GUILTY PLEASURES
In his new choreographic work, Romuald Krężel merges two areas of his previous artistic and research practices: ecological and class discourse. “Guilty Pleasures” takes a critical look at climate politics strategies of recent decades, like carbon guilt and flight shame, that are navigated through affective dimensions of guilt and pleasure. Confronting them with the usually overlooked perspectives and needs of the working class, especially those employed in the energy sector, this work searches for common ground in which a climate movement for the many can take root.
In “Guilty Pleasures”, the politics of energy is confronted with its poetics. Channeled through electric guitars, energy becomes a material presence that prompts the questions: Where does power come from? The power that keeps our lights on? The power to change our systems?

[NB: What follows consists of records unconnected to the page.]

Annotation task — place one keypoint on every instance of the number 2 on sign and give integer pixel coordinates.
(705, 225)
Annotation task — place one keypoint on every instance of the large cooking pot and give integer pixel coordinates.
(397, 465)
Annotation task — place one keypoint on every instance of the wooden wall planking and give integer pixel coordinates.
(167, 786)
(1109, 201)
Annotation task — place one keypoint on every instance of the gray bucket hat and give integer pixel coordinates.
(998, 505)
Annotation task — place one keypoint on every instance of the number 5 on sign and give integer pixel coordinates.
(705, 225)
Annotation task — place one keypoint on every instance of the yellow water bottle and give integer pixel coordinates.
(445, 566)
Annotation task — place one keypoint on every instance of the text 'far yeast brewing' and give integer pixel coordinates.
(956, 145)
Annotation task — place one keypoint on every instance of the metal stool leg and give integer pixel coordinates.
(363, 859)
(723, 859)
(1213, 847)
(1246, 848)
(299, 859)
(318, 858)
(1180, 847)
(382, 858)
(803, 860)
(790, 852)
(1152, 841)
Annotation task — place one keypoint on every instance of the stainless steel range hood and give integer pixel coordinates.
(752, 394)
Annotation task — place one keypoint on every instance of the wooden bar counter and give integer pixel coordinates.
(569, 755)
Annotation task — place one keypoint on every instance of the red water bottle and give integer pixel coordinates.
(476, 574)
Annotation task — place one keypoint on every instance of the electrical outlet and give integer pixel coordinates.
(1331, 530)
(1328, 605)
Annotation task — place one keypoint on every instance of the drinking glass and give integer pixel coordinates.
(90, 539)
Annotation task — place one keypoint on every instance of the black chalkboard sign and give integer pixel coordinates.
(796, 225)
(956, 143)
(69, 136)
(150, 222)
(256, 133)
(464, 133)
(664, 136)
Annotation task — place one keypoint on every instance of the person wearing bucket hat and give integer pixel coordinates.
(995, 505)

The creation of “Guilty Pleasures” concludes Romuald Krężel’s artistic research project Ecological Proletariat. In its framework, artist investigated the intersections of ecological and class discourses in the context of performing arts. The theoretical basis for the research was Mathew T. Huber’s book “Climate Change as Class War”, an in- depth analysis of the climate crisis from the perspective of class struggle. Krężel and his collaborators focused on the energy sector, which is of greatest importance to the ecological movement. They explored notions of energy and power, understood at the physical, performative and political levels. A series of interviews was conducted with the workers from the Berlin energy sector: power plants engineers and grid operators. The conversations concerned the conditions of work, class backgrounds, environmental politics and the unions. Not only did they provide the theoretical basis for the creation of the work, but they also inspired the artists to write the lyrics for the songs that are part of the performance.